Machine Learning for Source Separation of A Cappella Music

指導教授 : 張智星

摘要


None

並列摘要


In recent years there have been many studies done on the problem of speech separation, which attempts to separate audio of multiple people speaking simultaneously into the audio of each speaker individually. However, audio source separation of multiple simultaneous singers is still not well explored and remains a challenge. This is mainly due to the fact that when people are singing their voices tend to “blend” together much more than when speaking, and multiple vocal lines are often singing the same words, and potentially frequencies, in unison. In order to deal with these issues, we propose a new U-Net based model specifically for the purpose of a cappella singing separation of two singers and compare it to three state-of-the-art speech separation models. There is a large variety in the results of our experiments. The U-Net based network excels at separating music taken from choir datasets, with a max mean SDR of 9.76 dB, but achieves poor results at separating random combinations of singers.
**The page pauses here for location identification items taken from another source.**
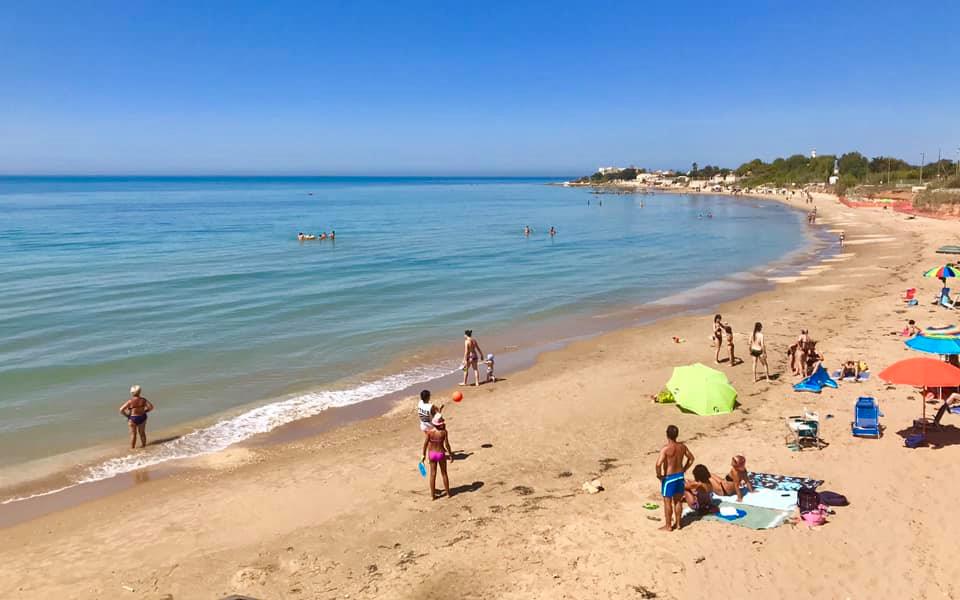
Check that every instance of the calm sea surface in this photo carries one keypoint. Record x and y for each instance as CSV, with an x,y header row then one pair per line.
x,y
197,289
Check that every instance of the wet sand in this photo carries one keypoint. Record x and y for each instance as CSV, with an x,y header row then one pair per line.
x,y
346,514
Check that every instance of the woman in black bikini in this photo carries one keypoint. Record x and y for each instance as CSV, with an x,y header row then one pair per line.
x,y
758,350
471,356
135,410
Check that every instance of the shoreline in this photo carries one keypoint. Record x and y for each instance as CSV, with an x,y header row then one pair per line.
x,y
518,353
345,513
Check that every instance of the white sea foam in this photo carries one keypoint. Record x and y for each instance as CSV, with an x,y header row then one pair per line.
x,y
262,419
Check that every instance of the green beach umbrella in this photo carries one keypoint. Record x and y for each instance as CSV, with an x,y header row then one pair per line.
x,y
702,390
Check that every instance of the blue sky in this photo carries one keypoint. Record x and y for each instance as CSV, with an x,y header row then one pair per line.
x,y
468,88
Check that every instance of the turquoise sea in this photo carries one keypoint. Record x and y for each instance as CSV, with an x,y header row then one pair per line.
x,y
197,289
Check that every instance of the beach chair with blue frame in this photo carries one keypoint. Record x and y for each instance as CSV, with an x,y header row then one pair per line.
x,y
804,430
866,418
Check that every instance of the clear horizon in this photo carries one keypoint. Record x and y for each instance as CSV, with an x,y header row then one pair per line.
x,y
552,90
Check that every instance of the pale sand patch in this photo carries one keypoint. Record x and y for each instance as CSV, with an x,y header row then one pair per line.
x,y
859,242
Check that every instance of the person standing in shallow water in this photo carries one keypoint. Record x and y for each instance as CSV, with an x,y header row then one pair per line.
x,y
135,410
471,357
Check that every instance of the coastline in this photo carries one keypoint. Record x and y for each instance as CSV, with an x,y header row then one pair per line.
x,y
431,366
582,409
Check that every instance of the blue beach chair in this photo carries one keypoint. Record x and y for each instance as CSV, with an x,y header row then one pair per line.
x,y
945,300
866,418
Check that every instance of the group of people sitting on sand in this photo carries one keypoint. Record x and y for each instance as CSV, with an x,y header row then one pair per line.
x,y
310,237
674,461
803,355
758,348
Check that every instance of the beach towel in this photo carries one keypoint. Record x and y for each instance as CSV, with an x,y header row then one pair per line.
x,y
816,382
753,517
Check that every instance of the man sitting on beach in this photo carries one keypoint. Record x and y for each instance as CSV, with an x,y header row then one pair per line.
x,y
674,460
426,411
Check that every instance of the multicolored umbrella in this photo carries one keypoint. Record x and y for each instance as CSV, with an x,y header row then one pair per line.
x,y
948,270
936,344
702,390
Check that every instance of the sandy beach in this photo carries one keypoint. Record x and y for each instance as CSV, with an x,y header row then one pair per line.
x,y
345,514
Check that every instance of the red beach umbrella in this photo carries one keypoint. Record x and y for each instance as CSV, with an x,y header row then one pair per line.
x,y
922,372
925,373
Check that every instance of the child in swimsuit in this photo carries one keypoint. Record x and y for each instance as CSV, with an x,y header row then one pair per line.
x,y
489,364
436,447
135,410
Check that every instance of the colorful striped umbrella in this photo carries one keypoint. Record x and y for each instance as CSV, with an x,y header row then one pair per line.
x,y
948,270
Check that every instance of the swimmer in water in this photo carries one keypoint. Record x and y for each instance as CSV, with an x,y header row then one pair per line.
x,y
135,410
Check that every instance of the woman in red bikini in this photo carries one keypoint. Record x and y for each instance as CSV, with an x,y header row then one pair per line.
x,y
135,410
436,447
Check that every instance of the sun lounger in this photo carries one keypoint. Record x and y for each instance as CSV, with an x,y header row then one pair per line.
x,y
804,430
866,418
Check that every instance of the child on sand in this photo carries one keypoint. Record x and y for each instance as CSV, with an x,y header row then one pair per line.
x,y
718,334
729,330
489,365
674,460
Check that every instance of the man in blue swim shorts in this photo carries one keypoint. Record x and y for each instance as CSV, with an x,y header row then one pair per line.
x,y
674,460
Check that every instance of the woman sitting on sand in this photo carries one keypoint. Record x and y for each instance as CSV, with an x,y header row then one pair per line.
x,y
698,493
436,447
758,350
737,479
729,330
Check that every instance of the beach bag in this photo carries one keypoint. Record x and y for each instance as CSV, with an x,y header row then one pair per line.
x,y
807,500
833,499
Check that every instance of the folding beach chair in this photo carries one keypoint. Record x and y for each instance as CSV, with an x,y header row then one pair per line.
x,y
804,430
866,418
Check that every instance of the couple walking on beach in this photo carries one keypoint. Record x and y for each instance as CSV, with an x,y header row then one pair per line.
x,y
758,349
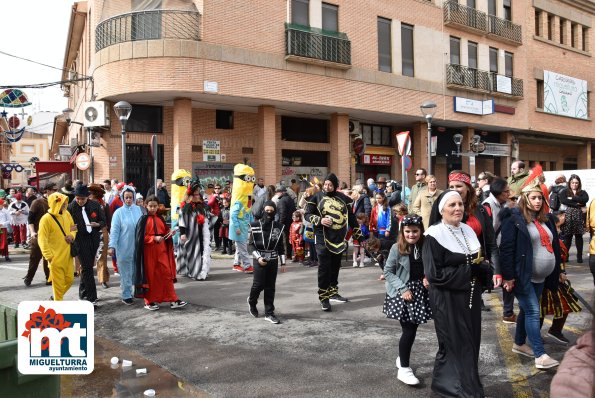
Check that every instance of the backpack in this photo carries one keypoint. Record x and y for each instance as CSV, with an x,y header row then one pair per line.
x,y
554,200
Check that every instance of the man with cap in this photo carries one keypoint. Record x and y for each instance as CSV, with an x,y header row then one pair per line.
x,y
285,209
330,213
90,220
267,248
38,208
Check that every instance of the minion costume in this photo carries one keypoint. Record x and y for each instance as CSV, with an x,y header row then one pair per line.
x,y
240,215
53,244
122,239
180,182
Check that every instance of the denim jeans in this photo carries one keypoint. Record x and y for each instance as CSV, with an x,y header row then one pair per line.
x,y
527,323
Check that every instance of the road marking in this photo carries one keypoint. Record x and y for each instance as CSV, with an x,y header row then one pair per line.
x,y
11,267
517,373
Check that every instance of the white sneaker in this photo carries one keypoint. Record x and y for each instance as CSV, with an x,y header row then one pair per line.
x,y
545,362
406,376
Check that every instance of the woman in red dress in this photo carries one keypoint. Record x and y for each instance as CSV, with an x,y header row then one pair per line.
x,y
154,260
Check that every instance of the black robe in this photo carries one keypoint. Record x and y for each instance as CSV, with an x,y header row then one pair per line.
x,y
458,328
The best speech separation network is capable of separating random combinations of singers quite well, with a max mean SDR of 7.64 dB after finetuning but is uncapable of separating samples where the singers are singing the same lyrics simultaneously. This singing separation score is also much lower than the same model’s mean SDR for speech separation of 9.04 dB. These results are quite nuanced and show that singing separation is a different, and overall, more difficult task than speech separation. However, they also show that both a U-Net based network, and one based on contemporary speech separation networks may certainly be capable of performing well on it.

參考文獻


[1] Yi Luo and Nima Mesgarani, “Tasnet: time-domain audio separation network for real-time, single-channel speech separation,” in Proc. ICASSP. IEEE, pp. 696–700, 2018.
[2] Y. Luo and N. Mesgarani, “Conv-TasNet: Surpassing ideal time–frequency magnitude masking for speech separation,” IEEE/ACM Trans. Audio. Speech, Lang. Process., vol. 27, no. 8, pp. 1256–1266, 2019.
[3] Y. Luo, Z. Chen, and T. Yoshioka, “Dual-path RNN: efficient long sequence modeling for time-domain single-channel speech separation,” in Acoustics, Speech and Signal Processing (ICASSP), 2020 IEEE International Conference on. IEEE, pp. 46–50, 2020.
[4] Subakan, C., Ravanelli, M., Cornell, S., Bronzi, M., and Zhong, J. “Attention is all you need in speech separation.” in ICASSP 2021-2021 IEEE International Conference on Acoustics, Speech and Signal Processing (ICASSP), pp. 21–25. IEEE, 2021.
[5] Shahar Lutati, Eliya Nachmani, Lior Wolf, “Separate And Diffuse: Using a Pretrained Diffusion Model for Improving Source Separation”, arXiv:2301.10752v1, 2023.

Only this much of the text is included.